The team, which arrived in South Sudan on 10 October, was in the new republic to assess South Sudanese airports and road network as Japan considers the deployment of 350 military officers to UNMISS.
"It's up to the Japan's government to come to a decision," said Team leader Lt. Col. Hidenori Ichigi, Staff Officer 1st Operation for Japan's Air Support Command. "For us, we came to do (an) assessment and will report back to our units. The unit will then recommend to the government whether to send in the peacekeepers or not."
On 11 October, the team visited Upper Nile State to assess airports and roads in the capital Malakal.
Malakal Airport looked good but roads appeared to be muddy and difficult to access during the rainy season, Lt. Col. Ichigi said in Juba on 13 October after the team's return from Upper Nile.

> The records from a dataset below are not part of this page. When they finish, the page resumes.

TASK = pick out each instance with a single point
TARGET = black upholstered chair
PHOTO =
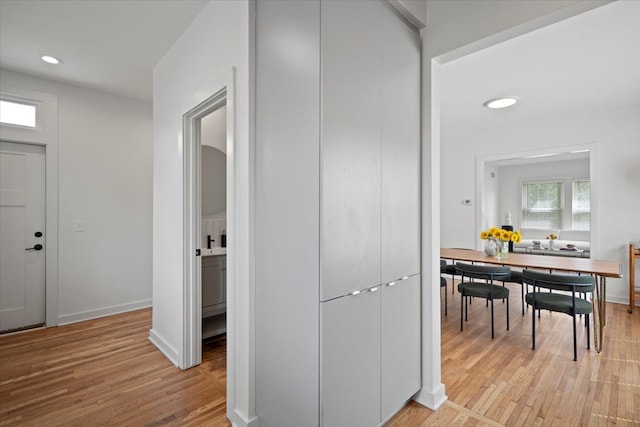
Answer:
(443, 283)
(516, 277)
(480, 283)
(545, 296)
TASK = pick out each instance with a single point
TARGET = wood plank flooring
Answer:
(106, 372)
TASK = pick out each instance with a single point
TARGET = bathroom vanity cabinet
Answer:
(214, 295)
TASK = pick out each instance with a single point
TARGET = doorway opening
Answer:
(208, 222)
(23, 243)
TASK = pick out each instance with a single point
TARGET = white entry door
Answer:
(22, 235)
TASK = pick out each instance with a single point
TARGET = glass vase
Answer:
(490, 248)
(501, 250)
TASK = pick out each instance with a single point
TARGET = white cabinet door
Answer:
(400, 149)
(350, 146)
(350, 361)
(214, 293)
(400, 344)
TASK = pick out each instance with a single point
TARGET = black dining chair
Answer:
(449, 269)
(516, 277)
(480, 283)
(550, 293)
(443, 283)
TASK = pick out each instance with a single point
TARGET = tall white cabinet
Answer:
(337, 212)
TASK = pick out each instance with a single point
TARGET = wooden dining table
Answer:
(601, 270)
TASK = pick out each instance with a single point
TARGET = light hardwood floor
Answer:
(106, 372)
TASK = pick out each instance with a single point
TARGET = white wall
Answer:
(214, 180)
(104, 180)
(615, 183)
(189, 73)
(214, 129)
(510, 180)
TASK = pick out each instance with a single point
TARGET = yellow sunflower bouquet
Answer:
(500, 236)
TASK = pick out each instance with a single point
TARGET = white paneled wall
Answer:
(214, 227)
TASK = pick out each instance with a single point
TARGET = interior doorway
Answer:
(22, 227)
(207, 223)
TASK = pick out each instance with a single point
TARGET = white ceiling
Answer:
(587, 63)
(109, 45)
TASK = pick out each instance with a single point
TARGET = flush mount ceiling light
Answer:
(51, 59)
(500, 103)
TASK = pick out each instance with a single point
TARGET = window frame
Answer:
(561, 184)
(24, 101)
(573, 203)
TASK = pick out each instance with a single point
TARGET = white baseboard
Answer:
(431, 399)
(164, 347)
(102, 312)
(239, 420)
(620, 300)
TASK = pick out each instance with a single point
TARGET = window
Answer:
(542, 204)
(17, 113)
(581, 204)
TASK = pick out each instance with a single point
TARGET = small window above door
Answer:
(18, 113)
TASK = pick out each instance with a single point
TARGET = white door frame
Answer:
(192, 296)
(45, 133)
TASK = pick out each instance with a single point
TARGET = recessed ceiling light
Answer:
(51, 59)
(501, 102)
(540, 155)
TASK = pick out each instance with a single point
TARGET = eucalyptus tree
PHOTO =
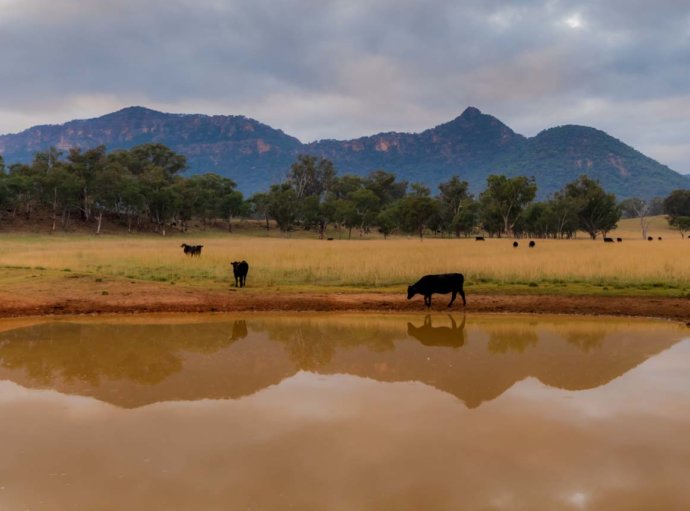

If deployed to South Sudan, the GSDF will consist of an engineering unit to help build infrastructure like roads and bridges in the country. Having gained independence on 9 July after two decades of civil war, South Sudan lacks basic infrastructure.
UNMISS is mandated to have 7,000 military personnel. This is the first time Japan has shown interest in sending peacekeepers to South Sudan. Similar units have provided support to peacekeeping operations in East Timor, Cambodia and Haiti.
Japan is the second largest contributor after the United States to the United Nations peacekeeping operations budget.